How do you know that the children in the poem do not like the work they do?

Blake's "The Chimney Sweeper" shows in various ways that the children do not like the work they do. First, the little boy telling the story mixes up the word "sweep," which the chimney sweepers are supposed to shout in the street to get jobs, with the word "weep," suggesting (although this also is meant to show the little ones lisp) he associates the job with tears and crying.
Then, Tom Dacre does cry when his head is shaved, and he has to be comforted by the narrator. Sadness seems to permeate this job.
Third, the narrator dreams of being released from his "coffin," which is an unhappy image for a bed or a chimney, and being allowed to play outside in the sun and green grass, splashing and getting clean in a river. That this ordinary outdoor activity is dream that is out of reach of the chimney sweeps shows how harsh their young lives are.

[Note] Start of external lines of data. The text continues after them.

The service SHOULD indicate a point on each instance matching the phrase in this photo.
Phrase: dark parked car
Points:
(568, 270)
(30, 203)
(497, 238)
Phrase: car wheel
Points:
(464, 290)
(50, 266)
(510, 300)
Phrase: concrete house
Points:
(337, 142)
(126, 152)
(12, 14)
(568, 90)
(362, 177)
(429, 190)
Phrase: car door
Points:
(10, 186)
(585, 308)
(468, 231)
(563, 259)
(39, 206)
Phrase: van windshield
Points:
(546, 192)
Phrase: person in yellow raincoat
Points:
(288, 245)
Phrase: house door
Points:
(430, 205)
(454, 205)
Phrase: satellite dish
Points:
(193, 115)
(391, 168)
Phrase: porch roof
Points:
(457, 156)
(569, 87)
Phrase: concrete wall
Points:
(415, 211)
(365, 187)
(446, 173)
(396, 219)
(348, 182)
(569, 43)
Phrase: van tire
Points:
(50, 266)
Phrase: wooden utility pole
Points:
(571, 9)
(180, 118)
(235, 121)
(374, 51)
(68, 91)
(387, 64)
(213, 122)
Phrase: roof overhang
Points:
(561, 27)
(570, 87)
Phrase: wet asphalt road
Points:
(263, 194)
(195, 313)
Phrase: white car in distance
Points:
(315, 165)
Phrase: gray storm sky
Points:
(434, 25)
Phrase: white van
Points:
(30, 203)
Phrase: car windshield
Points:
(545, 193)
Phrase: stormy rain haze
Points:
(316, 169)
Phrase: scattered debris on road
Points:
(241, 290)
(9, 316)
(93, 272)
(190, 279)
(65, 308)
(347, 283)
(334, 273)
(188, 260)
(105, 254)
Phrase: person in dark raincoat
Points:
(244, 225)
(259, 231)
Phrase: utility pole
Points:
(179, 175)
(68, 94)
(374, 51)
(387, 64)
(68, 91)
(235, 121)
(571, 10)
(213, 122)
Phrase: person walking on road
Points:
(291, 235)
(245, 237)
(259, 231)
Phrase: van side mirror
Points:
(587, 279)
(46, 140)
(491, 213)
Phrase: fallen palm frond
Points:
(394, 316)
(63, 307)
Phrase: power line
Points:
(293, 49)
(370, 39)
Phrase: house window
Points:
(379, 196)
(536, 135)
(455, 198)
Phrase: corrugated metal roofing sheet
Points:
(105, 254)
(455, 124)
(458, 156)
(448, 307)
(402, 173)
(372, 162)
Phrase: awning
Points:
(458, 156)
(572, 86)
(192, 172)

At the end of the poem, innocent Tom is happy despite the cold and dark because of his dream: it is not anything to do with his job or real existence that brings him joy, but a fantasy world that is entirely different from his reality.


There are several reasons that we know that the children do not enjoy their work in "The Chimney Sweeper: When my mother died I was very young" by William Blake. 

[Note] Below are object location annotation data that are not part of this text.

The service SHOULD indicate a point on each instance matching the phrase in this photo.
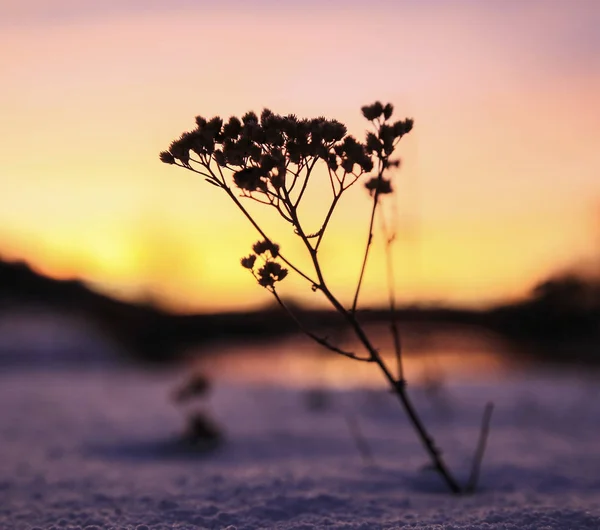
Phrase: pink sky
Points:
(500, 183)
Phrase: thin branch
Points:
(321, 340)
(321, 230)
(369, 239)
(309, 169)
(389, 240)
(479, 452)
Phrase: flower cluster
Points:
(271, 271)
(258, 151)
(383, 142)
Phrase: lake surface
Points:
(430, 356)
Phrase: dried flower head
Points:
(248, 261)
(382, 186)
(167, 157)
(260, 247)
(249, 179)
(270, 273)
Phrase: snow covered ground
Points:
(96, 447)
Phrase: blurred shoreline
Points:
(559, 322)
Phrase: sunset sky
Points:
(500, 183)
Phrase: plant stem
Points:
(369, 239)
(398, 387)
(389, 239)
(483, 435)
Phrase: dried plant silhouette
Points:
(270, 160)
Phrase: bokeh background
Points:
(500, 180)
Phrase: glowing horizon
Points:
(499, 179)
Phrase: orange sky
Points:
(501, 175)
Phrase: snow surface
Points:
(97, 447)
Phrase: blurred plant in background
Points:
(270, 160)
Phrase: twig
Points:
(479, 452)
(321, 340)
(369, 239)
(389, 240)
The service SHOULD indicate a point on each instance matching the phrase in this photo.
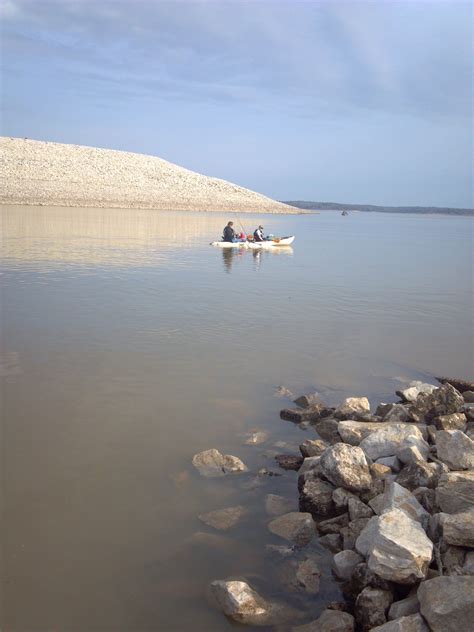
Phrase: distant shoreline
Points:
(371, 208)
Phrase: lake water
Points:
(129, 344)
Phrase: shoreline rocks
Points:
(390, 499)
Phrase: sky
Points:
(369, 102)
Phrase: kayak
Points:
(255, 245)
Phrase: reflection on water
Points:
(129, 344)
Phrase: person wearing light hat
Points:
(258, 234)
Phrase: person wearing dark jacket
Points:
(229, 233)
(258, 234)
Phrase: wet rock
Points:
(340, 498)
(459, 385)
(371, 607)
(411, 393)
(458, 529)
(411, 623)
(447, 603)
(455, 492)
(300, 575)
(224, 519)
(358, 509)
(396, 547)
(289, 461)
(327, 430)
(389, 439)
(419, 474)
(278, 505)
(397, 497)
(404, 607)
(316, 497)
(255, 437)
(329, 621)
(243, 604)
(296, 527)
(344, 563)
(443, 401)
(333, 525)
(399, 413)
(311, 399)
(211, 463)
(346, 466)
(352, 406)
(455, 449)
(455, 421)
(312, 413)
(332, 542)
(313, 447)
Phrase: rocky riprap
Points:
(390, 495)
(54, 174)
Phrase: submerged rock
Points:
(211, 463)
(329, 621)
(295, 527)
(224, 519)
(346, 466)
(243, 604)
(447, 603)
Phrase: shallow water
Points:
(129, 344)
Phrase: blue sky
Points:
(363, 102)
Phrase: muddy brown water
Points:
(129, 344)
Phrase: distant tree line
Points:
(371, 208)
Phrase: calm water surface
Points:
(129, 344)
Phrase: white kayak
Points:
(255, 245)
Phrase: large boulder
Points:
(298, 528)
(346, 466)
(442, 401)
(458, 529)
(243, 604)
(396, 547)
(455, 449)
(389, 439)
(211, 463)
(447, 603)
(455, 492)
(397, 497)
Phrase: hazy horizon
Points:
(310, 100)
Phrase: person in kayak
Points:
(258, 234)
(229, 233)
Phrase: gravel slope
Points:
(42, 173)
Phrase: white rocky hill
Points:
(54, 174)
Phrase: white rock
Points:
(455, 449)
(387, 440)
(346, 466)
(396, 547)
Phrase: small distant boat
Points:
(276, 242)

First, the original audience of the poem and most educated readers would assume that working as in indentured servant, living in dire poverty, and spending one's life crawling up and cleaning narrow filthy chimneys is not enjoyable.
Next, in the first stanza the narrator describes the death of his mother and his being sold by his father as a child so young he could barely speak. The narrator describes Tom Dacre crying. The vision that keeps Tom happy despite the cold and miserable environment in which he works is one of dying, being placed in a coffin, and then going to heaven. What this tells us is that the children are so miserable in their work that they think of dying as preferable.